These posts are slowly trickling out, but I’ve been cooking Mexican food up FAST.
Starting a new job has been challenging because now have to figure out how to balance my love of cooking, photography, editing, styling, and writing with making money.
Because I also love making money.
Helps fund said hobbies of cooking, photography, editing, styling, and writing. Oh and puppy.
DID I MENTION I HAVE A NEW PUPPY.
I’ve got a backlog of recipes I want to share, but I’ll quickly throw out a quick and easy one.
I may have mentioned, but it’s a billion degrees outside (give or take) and turning on the stove is not my favorite thing to do right now.
I’m sharing this recipe here because I saw a picture of it online and was immediately drawn to it. It’s self-explanatory in its assembly – just add everything together. No tricks, no equipment, no skills needed.
This Mango Snack is popular as a Mexican street food snack. I never had it while in Mexico, but then again, I’ve only been to sparkling clean resorts that are void of Mexican culture.
Is it technically called a Mango Snack? Does it have a formal name?
I couldn’t find one, but this is what I’m calling it when I proclaim what I’m eating as my mid-afternoon pick-me-up.

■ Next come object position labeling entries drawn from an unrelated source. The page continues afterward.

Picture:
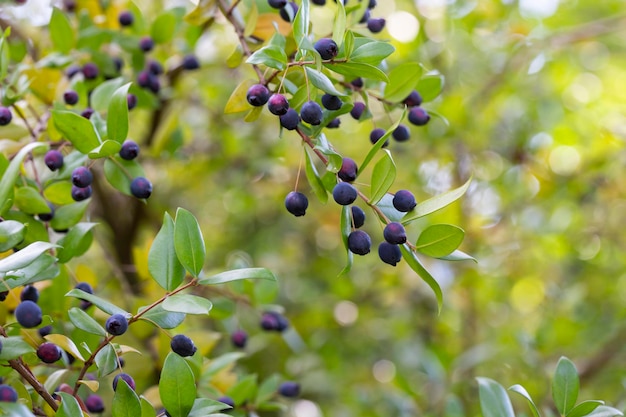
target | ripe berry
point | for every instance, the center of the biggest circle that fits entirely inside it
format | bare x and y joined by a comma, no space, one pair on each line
413,99
182,345
81,193
289,389
389,254
358,217
404,201
311,112
28,314
146,44
141,187
126,18
357,110
290,119
327,48
375,25
129,380
375,136
418,116
129,150
331,102
117,324
82,177
29,292
359,242
348,170
278,104
70,97
394,233
49,352
239,338
258,95
5,116
344,193
401,133
296,203
94,403
7,394
90,71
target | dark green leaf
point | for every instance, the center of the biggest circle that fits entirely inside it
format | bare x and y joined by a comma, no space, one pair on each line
188,242
565,385
177,386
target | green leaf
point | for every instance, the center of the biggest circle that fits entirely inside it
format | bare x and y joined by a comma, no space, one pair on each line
163,263
13,347
11,173
76,129
125,401
25,256
102,304
522,391
372,53
30,201
61,31
439,240
117,115
11,233
76,242
584,408
322,82
436,203
383,175
238,274
188,242
415,264
187,303
402,80
177,386
69,406
354,70
565,385
85,322
494,402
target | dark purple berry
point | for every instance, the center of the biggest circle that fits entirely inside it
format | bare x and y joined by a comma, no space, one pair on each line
129,150
289,389
82,177
344,193
141,187
418,116
389,253
358,217
327,48
116,324
404,201
182,345
394,233
129,380
290,119
258,95
53,160
278,104
296,203
311,112
126,18
348,170
5,116
28,314
49,352
81,193
401,133
359,242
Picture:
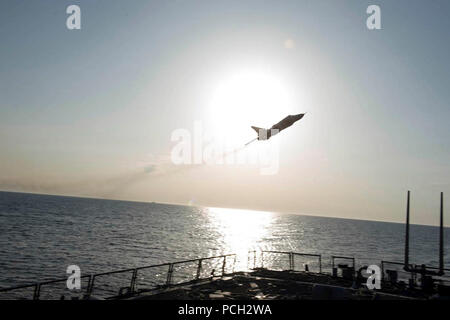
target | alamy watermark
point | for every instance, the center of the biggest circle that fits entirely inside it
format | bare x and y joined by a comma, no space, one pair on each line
196,148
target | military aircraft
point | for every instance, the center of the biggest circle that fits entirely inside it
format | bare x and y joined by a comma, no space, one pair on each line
265,134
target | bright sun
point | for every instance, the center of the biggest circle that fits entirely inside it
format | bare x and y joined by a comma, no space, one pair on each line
245,99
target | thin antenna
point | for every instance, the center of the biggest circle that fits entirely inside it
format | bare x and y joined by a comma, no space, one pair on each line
407,234
250,142
441,237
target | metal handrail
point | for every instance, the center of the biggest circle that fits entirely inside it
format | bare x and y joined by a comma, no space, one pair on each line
132,288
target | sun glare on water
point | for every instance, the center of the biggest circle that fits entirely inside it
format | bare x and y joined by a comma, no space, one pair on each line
242,231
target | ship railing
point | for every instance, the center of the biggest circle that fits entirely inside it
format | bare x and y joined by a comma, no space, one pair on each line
219,266
398,268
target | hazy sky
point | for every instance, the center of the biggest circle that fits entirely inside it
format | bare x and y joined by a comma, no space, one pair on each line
91,112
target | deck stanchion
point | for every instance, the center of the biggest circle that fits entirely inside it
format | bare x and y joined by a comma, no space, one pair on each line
133,281
223,265
169,275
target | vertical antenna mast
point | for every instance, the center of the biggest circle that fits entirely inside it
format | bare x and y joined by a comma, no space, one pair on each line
407,234
441,237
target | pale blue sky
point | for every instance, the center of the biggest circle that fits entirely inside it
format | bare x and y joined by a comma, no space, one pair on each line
79,108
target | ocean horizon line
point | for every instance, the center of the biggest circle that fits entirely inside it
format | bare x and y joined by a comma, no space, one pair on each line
211,206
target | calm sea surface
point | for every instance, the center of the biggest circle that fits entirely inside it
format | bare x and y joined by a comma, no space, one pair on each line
41,235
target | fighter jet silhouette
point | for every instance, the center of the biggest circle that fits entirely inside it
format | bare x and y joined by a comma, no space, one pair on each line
265,134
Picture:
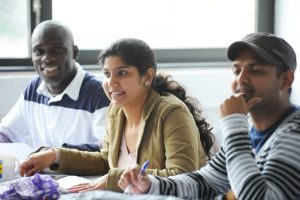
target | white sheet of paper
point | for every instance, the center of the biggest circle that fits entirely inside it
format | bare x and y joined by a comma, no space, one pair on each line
69,181
20,150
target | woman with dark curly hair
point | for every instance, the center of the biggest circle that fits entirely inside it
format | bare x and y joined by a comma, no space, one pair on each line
150,118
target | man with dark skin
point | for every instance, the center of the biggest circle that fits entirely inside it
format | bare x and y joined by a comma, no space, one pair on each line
65,105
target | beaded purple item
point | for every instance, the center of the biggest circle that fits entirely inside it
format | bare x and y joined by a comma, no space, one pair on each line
37,187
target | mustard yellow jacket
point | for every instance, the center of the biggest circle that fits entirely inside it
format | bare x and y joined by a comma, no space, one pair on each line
169,139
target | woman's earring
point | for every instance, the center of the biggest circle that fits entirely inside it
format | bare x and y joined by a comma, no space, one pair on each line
147,84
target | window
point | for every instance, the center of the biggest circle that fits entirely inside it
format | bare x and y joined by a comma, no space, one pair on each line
179,31
163,24
14,29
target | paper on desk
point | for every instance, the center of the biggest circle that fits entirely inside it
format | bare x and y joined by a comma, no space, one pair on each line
20,150
69,181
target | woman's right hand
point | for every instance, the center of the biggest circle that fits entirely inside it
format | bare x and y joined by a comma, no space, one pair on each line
37,162
139,183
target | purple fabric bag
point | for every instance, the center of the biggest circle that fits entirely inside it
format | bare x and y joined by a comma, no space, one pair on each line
37,187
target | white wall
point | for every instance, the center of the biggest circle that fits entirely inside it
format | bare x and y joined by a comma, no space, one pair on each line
287,25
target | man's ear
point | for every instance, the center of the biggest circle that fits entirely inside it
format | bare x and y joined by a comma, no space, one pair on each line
287,79
75,52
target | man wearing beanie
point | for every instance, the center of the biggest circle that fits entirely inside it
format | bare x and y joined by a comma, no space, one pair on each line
256,162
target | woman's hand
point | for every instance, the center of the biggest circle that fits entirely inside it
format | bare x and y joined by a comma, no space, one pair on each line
37,162
139,183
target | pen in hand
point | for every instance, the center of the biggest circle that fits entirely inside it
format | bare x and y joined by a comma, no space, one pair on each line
143,169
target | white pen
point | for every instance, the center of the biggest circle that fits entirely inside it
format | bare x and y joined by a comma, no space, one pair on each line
143,169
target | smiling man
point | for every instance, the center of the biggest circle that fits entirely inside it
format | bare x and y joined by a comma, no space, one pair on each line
65,104
264,165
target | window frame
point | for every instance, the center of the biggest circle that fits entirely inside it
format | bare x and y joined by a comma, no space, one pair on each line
165,57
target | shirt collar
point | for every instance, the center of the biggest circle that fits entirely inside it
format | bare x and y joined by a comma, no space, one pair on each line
72,90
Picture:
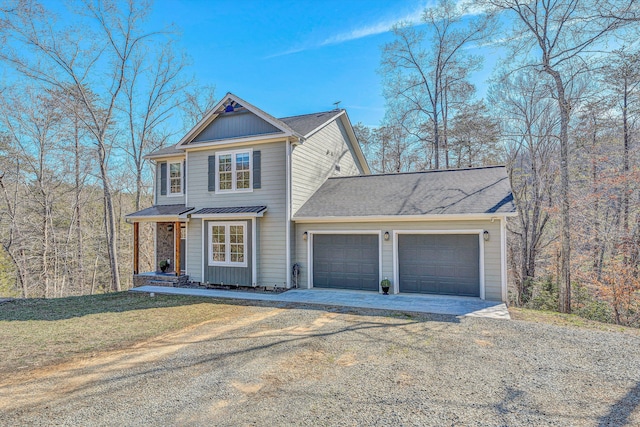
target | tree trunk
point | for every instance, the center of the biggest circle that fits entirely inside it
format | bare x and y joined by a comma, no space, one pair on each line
79,243
565,236
110,223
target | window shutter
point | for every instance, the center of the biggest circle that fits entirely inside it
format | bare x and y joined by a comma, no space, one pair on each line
184,177
163,178
257,183
212,173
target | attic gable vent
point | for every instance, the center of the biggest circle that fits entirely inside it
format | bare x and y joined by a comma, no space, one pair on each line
230,106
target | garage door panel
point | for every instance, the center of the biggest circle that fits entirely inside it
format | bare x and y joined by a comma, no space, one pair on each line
439,263
346,261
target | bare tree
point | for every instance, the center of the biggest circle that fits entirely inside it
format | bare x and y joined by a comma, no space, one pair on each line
424,70
562,32
152,91
529,125
622,77
94,64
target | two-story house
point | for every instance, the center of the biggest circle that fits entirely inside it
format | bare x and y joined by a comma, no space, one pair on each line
247,199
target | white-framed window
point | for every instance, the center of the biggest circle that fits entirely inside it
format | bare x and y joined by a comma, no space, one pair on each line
228,244
234,171
174,178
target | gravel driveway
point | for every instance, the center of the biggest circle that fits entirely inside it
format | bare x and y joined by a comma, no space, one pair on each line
295,366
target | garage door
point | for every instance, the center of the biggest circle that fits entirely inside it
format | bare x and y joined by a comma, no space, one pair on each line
439,264
345,261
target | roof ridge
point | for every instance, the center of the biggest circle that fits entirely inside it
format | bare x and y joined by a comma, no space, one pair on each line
310,114
419,172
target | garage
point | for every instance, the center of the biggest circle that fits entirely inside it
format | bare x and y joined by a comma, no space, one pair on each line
446,264
346,261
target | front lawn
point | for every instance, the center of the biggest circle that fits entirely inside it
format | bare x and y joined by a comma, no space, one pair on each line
39,332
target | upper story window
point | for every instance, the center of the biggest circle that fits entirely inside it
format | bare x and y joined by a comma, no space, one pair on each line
175,178
233,170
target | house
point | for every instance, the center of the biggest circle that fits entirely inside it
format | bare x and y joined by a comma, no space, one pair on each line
244,197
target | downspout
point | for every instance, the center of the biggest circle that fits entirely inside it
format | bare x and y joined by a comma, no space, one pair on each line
288,215
289,209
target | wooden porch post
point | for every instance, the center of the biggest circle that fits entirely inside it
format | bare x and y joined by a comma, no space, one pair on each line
136,246
176,245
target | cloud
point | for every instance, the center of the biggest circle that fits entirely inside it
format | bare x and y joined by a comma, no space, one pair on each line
373,29
382,26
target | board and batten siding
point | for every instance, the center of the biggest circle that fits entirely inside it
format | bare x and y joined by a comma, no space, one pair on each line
492,247
235,125
314,161
271,232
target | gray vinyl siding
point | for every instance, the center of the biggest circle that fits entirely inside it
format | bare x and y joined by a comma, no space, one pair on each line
270,228
167,199
235,125
492,248
315,161
194,250
228,275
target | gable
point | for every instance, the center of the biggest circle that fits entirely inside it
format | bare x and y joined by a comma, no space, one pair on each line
234,119
235,124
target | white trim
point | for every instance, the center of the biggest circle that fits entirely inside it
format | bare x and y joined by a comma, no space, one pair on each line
227,244
479,232
155,182
202,251
254,251
169,193
186,181
157,218
317,129
233,154
401,218
237,142
155,246
238,215
355,145
503,258
186,247
212,115
311,233
182,236
288,216
264,138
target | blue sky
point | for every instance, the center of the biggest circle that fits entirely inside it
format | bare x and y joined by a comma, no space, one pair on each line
293,57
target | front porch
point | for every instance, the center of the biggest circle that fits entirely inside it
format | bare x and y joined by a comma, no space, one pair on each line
169,236
160,279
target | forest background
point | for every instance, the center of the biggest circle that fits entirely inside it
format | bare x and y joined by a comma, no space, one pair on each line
92,94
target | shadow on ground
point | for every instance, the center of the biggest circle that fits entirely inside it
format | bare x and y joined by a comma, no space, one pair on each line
71,307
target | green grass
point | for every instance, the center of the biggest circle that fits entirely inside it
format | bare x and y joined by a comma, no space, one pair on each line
40,332
560,319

It’s fresh (lime zest and juice), crunchy (coconut), sweet (mango) and a little spicy (chili). Throw it together in less than 5 minutes for a healthy and delicious snack.
Mango Snack
(Start making 5 minutes before you want a Mango snack)
1 Mango
1 Lime (zest and juice)
1/2 Tsp Chili powder
handfull of toasted coconut chips
Simply arrange all of the ingredients together – cube the mango, sprinkle with lime zest, juice and chili powder and top with toasted coconut chips.